W / December 13, 2009 5:08 PM

Sheila, do you really know Anthony (Toni) Preckwinkle? I really don't think you do.

Alderman Preckwinkle has her own problems, with Rezko, and may be indicted. Rezko was her top fundraier. Most of the crimes Rezko admitted to were in her ward, which she knew, or should have known about. Think of the hundreds of thousands of dollars Prekwinkle has raised. She owes a lot of favors to special interest groups and organizations.

Preckwinkle is not known out side of her ward. And, a name like Preckwinkle can not energize the African-American base, a must in Cook County politics. I am an African-American, and I for sure would not vote for an unknown like Preckwinkle. She has never managed anything. Her resume is bland.

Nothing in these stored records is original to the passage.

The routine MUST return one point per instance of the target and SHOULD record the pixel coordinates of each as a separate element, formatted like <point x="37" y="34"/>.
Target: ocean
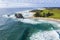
<point x="27" y="29"/>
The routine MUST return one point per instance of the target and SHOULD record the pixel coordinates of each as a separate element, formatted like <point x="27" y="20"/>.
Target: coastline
<point x="49" y="19"/>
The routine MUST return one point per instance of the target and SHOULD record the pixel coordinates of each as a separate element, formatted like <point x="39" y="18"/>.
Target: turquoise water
<point x="28" y="29"/>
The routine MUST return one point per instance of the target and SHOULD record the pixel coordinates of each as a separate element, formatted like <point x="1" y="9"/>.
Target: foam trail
<point x="45" y="35"/>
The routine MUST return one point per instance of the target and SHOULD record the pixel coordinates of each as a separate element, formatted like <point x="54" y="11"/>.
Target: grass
<point x="56" y="13"/>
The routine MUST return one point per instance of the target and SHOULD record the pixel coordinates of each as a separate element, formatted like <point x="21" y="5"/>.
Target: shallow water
<point x="28" y="29"/>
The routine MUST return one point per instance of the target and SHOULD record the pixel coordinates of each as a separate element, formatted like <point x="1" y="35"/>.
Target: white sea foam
<point x="45" y="35"/>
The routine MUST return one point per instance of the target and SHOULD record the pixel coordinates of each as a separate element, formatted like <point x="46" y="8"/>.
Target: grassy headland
<point x="48" y="13"/>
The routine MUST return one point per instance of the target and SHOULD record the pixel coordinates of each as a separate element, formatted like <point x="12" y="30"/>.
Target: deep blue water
<point x="12" y="29"/>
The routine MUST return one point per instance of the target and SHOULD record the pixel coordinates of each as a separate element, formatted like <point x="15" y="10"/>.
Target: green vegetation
<point x="48" y="13"/>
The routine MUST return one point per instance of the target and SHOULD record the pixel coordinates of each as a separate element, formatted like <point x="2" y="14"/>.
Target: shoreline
<point x="49" y="19"/>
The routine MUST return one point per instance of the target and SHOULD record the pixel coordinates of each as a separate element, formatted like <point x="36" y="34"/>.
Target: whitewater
<point x="38" y="29"/>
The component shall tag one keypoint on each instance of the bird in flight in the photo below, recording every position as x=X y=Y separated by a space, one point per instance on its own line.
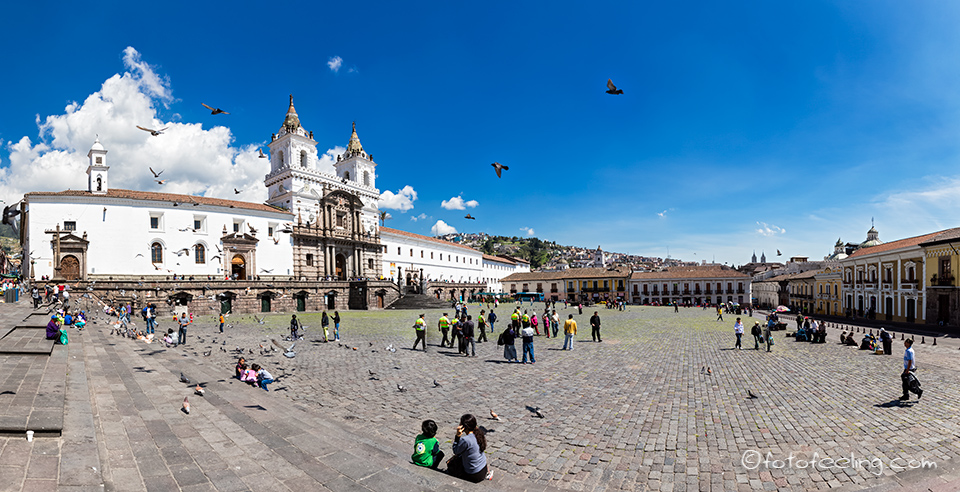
x=153 y=132
x=214 y=111
x=612 y=89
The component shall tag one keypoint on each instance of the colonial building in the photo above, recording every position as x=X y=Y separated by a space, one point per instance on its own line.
x=704 y=284
x=887 y=280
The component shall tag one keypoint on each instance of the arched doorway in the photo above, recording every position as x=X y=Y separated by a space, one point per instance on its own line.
x=238 y=267
x=70 y=267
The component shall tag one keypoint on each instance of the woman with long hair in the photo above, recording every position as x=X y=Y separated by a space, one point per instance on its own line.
x=468 y=461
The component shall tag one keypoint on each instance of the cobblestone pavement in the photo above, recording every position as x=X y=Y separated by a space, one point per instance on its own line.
x=633 y=412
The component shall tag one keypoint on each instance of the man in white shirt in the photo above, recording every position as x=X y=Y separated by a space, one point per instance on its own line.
x=738 y=329
x=909 y=367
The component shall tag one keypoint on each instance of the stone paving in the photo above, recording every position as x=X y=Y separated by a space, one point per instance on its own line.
x=631 y=413
x=634 y=412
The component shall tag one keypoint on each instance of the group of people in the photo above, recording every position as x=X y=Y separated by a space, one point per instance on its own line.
x=255 y=375
x=469 y=443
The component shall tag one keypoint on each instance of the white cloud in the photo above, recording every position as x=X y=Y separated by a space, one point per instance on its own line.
x=769 y=229
x=335 y=63
x=441 y=228
x=402 y=200
x=195 y=160
x=457 y=203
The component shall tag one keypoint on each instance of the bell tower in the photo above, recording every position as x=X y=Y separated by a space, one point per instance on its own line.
x=97 y=170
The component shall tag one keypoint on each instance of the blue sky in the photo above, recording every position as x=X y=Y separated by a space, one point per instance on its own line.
x=745 y=126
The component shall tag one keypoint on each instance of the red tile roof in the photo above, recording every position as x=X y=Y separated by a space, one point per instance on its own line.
x=425 y=238
x=163 y=197
x=704 y=271
x=902 y=243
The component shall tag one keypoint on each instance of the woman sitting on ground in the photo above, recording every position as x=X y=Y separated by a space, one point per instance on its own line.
x=468 y=461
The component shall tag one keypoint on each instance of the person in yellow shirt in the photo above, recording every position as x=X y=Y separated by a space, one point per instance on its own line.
x=421 y=327
x=569 y=330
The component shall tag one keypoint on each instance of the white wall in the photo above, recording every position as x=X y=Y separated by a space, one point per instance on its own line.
x=118 y=235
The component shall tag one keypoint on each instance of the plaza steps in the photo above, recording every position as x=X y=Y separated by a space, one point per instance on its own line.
x=419 y=302
x=236 y=437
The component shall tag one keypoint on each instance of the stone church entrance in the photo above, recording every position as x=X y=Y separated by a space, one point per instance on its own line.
x=70 y=268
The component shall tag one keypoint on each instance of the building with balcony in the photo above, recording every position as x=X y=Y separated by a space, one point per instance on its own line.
x=709 y=284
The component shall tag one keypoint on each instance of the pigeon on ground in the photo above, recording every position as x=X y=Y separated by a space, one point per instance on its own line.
x=214 y=110
x=612 y=89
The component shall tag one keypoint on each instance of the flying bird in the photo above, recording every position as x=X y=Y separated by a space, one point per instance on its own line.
x=214 y=111
x=153 y=132
x=612 y=89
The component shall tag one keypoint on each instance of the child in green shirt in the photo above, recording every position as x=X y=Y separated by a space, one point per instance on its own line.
x=426 y=449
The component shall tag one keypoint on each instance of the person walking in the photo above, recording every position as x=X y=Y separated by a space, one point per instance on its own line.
x=481 y=325
x=595 y=327
x=738 y=330
x=757 y=334
x=182 y=333
x=527 y=335
x=468 y=341
x=908 y=378
x=443 y=326
x=569 y=331
x=420 y=327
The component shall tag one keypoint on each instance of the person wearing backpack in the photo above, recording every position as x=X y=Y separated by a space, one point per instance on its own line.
x=757 y=335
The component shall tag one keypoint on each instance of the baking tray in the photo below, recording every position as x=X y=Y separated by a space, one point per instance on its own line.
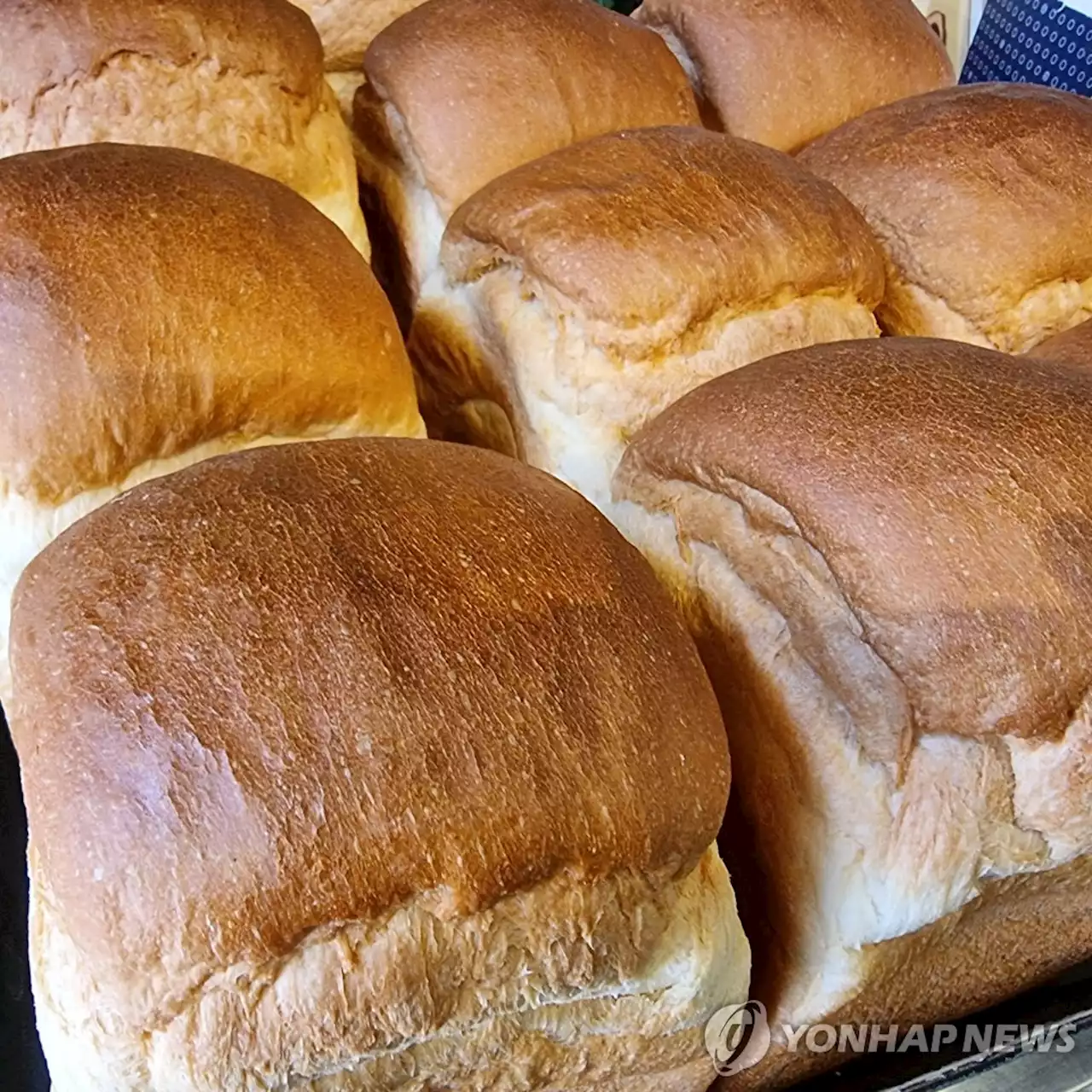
x=1066 y=1002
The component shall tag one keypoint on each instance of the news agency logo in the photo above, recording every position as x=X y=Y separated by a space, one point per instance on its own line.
x=738 y=1037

Bottom line - Preckwinkle can't win and will not win. The polls show who the people of Cook County want. Preckwinkle is hoping to pull off an Obama type victory. The difference between an Obama name and a Preckwinkle name to blacks is very obvious that Preckwinkle is married to a white man, where Obama married black. The Preckwinkle name is a sure turn off to Blacks.

Dorothy Brown, although she has her issues, has a track record of managing thousands of employees. She has done a wonderful job as clerk of the circuit court. The clerks office was a mess when she took it over. She has the education (Masters in Business Finance) that voters weigh highly on. She is also well liked among whites county-wide. She is an attorney. Dorothy Brown also has the team in Cook County to defeat Preckwinkle. Remember, Dorothy Brown has received millions of votes each time running for County office. These voters are the same voters who will be casting votes in this coming primary.

p / December 15, 2009 4:22 PM

I am a white voter who was an Obama voter who routinely votes with black candidates.I am sick of race being an issue already in this campaign. I personaly am an O'Brien suporter but not because he is white...
I think Preckwinkle is a great alderman but lacks executive experience. Her liberal agenda sounds good in an ideal world, but is just unreasonable right now.
I think the county needs O'Brien's fiscally responsible agenda to offset all the easy targets the GOP takes (tax-and-spend, patronage, etc.)
If O'Brien doesn't win the GOP has an actual shot at taking this seat for the first time in history. O'Brien's msg is the only one with crossover appeal that can preserve the services that cook county has. And quite frankly after this Stroger administration he is just what the doctor ordered to restore sanity.

lisa / December 29, 2009 10:22 PM

Dorothy Brown, Todd Stroger and Terrence O'brien can't stay out of media spotlight. What major improvements has Brown, Stroger or O'brien accomplished since holding office. Dorothy Brown is quick to brag about millions of dollars she saved or come up with . When someone has the answer feel free to share.